Fortunately, there are several things that both medical staff and patients can do to overcome some of these obstacles.
Tips for Medical Professionals
- Make the information easy for someone who is not in the medical field to understand.
- Explain verbally what is in the written resources that you provide patients. Make sure to give the patient something to read in addition to communicating the information verbally.
- Know what resources are available and assess what is best for the patient. Share these resources with the patient.
- Ask the patient if they have any questions and continue to follow up to see if they have any more.
- Understand what barriers to health literacy the patient may be facing and take extra time and care in these areas to ensure that the patient understands the message you are delivering.
- For medical directives, ask the patient if they understand what you have instructed and see if they can summarize it back to you. Watch for any discrepancies and gently address them.

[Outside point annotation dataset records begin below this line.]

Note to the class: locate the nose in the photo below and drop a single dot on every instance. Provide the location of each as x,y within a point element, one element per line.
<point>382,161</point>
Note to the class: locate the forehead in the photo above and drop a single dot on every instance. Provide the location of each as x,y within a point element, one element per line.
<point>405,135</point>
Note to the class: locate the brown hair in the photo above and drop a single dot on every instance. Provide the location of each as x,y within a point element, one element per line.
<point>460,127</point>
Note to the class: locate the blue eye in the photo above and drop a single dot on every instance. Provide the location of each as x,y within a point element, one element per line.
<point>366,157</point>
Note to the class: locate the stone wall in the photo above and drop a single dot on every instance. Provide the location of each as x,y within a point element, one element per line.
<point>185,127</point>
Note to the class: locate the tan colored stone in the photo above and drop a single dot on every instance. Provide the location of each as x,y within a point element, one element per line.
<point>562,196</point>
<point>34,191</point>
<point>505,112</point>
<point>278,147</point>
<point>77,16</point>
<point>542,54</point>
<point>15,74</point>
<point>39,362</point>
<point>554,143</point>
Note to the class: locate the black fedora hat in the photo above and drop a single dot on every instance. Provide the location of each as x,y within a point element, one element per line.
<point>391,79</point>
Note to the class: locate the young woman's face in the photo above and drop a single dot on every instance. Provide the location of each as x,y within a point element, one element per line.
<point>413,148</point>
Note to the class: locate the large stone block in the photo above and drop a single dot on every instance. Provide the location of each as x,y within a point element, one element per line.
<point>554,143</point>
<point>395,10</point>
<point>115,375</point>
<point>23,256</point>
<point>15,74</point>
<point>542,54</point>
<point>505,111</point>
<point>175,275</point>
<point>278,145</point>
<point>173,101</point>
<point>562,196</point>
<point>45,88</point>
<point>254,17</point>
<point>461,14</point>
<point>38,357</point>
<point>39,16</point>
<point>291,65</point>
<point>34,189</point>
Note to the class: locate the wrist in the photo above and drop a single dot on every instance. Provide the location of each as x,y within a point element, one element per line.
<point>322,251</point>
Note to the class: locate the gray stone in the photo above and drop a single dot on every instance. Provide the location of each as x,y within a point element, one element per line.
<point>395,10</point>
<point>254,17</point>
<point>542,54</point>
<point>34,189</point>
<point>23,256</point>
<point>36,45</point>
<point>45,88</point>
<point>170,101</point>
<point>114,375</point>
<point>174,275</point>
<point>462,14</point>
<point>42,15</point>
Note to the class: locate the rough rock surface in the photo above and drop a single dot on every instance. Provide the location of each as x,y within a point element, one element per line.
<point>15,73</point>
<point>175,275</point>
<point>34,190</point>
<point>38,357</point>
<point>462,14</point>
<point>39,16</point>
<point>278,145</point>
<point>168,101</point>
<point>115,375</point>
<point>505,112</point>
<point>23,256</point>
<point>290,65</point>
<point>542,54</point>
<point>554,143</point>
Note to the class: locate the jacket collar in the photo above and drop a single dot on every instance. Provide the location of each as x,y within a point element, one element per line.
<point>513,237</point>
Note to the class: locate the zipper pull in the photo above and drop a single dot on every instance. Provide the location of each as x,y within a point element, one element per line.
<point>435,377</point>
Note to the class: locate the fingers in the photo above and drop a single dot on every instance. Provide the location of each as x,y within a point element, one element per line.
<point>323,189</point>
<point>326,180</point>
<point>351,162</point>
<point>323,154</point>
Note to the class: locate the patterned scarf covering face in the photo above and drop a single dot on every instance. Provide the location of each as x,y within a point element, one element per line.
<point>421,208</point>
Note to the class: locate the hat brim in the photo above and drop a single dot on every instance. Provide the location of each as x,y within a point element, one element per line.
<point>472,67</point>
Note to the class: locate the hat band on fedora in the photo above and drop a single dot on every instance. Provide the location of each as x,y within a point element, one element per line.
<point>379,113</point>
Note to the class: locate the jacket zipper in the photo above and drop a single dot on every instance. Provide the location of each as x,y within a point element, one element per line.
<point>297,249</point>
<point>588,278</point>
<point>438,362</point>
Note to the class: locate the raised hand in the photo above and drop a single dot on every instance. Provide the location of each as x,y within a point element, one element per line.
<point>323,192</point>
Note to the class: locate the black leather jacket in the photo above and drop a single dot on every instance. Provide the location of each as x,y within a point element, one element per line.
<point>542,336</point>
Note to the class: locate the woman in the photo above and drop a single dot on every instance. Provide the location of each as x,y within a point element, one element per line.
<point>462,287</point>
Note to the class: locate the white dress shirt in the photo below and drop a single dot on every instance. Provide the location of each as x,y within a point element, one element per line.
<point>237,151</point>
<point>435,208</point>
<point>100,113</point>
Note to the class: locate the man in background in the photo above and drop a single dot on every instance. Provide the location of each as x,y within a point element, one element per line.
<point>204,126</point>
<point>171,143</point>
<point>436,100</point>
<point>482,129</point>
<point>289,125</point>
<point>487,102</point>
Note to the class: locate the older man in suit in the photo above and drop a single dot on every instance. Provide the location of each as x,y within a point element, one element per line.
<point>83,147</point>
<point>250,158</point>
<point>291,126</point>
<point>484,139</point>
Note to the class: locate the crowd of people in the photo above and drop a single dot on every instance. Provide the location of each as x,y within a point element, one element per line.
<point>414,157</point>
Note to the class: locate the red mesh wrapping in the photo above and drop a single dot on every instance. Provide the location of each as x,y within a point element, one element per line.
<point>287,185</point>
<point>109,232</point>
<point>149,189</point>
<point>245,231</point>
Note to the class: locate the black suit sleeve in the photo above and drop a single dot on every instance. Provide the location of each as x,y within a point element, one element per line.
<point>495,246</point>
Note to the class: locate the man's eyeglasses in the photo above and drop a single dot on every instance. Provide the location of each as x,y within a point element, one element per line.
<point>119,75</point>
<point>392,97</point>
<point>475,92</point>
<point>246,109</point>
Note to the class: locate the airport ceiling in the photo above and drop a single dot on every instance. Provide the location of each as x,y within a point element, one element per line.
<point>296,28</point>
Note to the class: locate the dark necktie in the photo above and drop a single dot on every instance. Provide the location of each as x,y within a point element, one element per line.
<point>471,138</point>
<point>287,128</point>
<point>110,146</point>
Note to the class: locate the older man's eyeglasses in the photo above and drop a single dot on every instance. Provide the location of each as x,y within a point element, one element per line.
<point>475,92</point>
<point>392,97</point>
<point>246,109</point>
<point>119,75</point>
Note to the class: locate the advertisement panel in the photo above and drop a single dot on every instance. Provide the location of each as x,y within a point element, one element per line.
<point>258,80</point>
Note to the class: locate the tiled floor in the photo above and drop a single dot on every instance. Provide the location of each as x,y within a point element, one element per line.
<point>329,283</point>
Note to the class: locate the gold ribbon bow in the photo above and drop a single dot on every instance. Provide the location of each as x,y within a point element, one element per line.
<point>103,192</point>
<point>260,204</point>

- Lean on your staff if you need additional assistance to ensure that the patient feels comfortable enough to express themselves, that they have the time in which to do so, and that they can fully understand the information being presented.
Tips for Patients
- Write out a list of your symptoms, treatments, appointments, and anything else regarding your medical issue before your appointment. Include timing, duration, intensity, location and any other information that may be pertinent.
- Prepare for your appointment by doing all the research you can beforehand and formulating questions that you may have.
- Take a notebook with you to your appointment and write down what the doctor says, follow-up questions and next steps.
- Ask the doctor what resources are available to you to understand the information better.
- You might want to bring someone with you to the appointment. They can be another set of eyes and ears to help you process the information. They may even think of questions to ask you that you never would have thought of.
- Orlando Health Library Services
- Medline Plus Health Library online
- American Cancer Society
- National Institutes of Health
*Pro Tip- don’t depend on advertiser-supported sites like WebMD for your health information.